Impulse-Response: Broad Money M2 shocks have significant effects on output, prices and the exchange rate, but insignificant effects on the interbank rate.

Impulse-Response: Interest Rate Interbank rate has no significant impact on any of the variables

Note: From the study done using monthly data, the interbank rate appears to have become more relevant during the period 2006 – 2013. However, a significant impact is only found on the exchange rate.

VAR Summary Findings Results from VAR Model Estimations indicate that: Monetary aggregates have had a greater role in the MTM. Direct link from interest rates to output and inflation in Zambia has been weak. But exchange rate channel is visible, as evidenced by shocks to interest rates impacting on the exchange rate. Some evidence that interest rates are gaining in importance has been established.

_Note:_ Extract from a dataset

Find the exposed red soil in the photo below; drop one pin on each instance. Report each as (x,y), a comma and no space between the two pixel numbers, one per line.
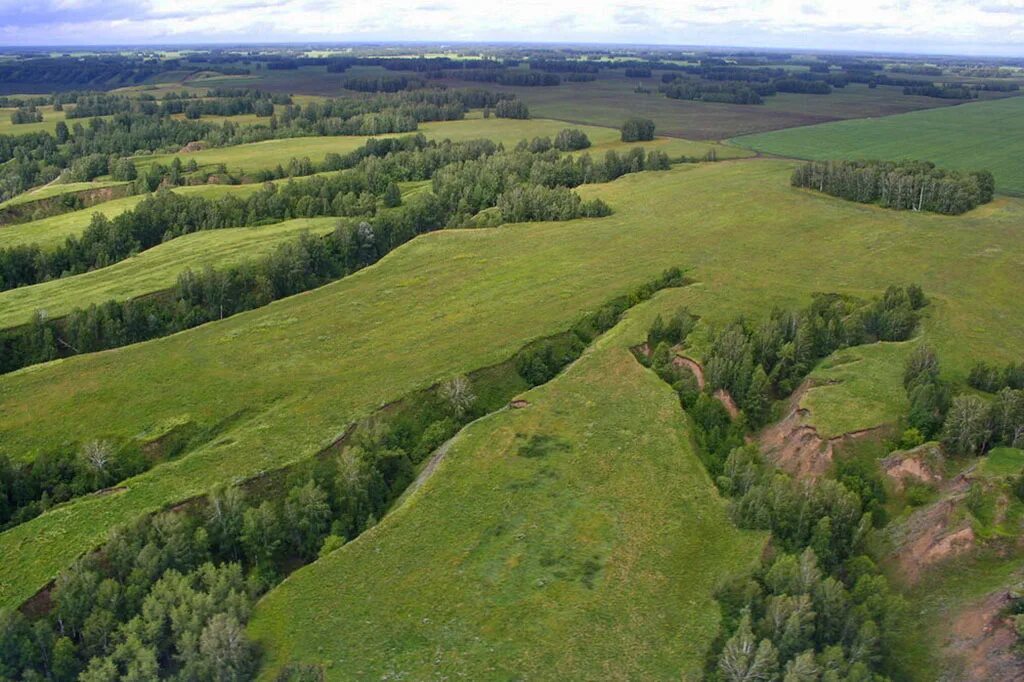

Conclusions Available evidence suggests that monetary policy in Zambia has been transmitted mainly through monetary aggregates. Monetary transmission from interest rates to prices and output is weak, although strengthening: Too early to abandon the traditional policy focus on monetary aggregates? An important objective should be to enhance the MTM to strengthen the effectiveness of monetary policy whether delivered via monetary aggregates or through the BoZ policy rate.